- Born: 1840 Cambridge, New York
- Died: Unknown
- Allegiance: United States
- Branch: United States Navy
- Rank: Ordinary Seaman
- Unit: USS Magnolia
- Conflicts: American Civil War • Battle of Natural Bridge
- Awards: Medal of Honor

= Charles Read (Medal of Honor) =

Union Navy sailor in the American Civil War

Charles Read (born 1840, date of death unknown) was a Union Navy sailor in the American Civil War and a recipient of the U.S. military's highest decoration, the Medal of Honor, for his actions at the Battle of Natural Bridge.

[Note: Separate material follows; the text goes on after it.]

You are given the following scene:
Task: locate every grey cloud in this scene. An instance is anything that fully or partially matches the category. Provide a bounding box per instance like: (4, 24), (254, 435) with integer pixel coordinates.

Born in 1840 in Cambridge, New York, Read joined the Navy from that state. By March 5, 1865, he was serving as an ordinary seaman on the . On that day and the next, he accompanied a Union Army force during the Battle of Natural Bridge near St. Marks, Florida. He helped transport and fire a naval howitzer throughout the engagement despite heavy Confederate fire. For this action, he was awarded the Medal of Honor three months later, on June 22, 1865. He was one of six sailors to receive the medal for manning artillery pieces during the battle, the others being Landsman John S. Lann, Seaman John Mack, Seaman George Pyne, Coxswain George Schutt, and Seaman Thomas Smith.

Read's official Medal of Honor citation is as follows:
As seaman on board the U.S.S. Magnolia, St. Marks, Fla., 5 and 6 March 1865. Serving with the Army in charge of Navy howitzers during the attack on St. Marks and throughout this fierce engagement, Read made remarkable efforts in assisting transport of the gun, and his coolness and determination in courageously standing by his gun while under the fire of the enemy were a credit to the service to which he belonged.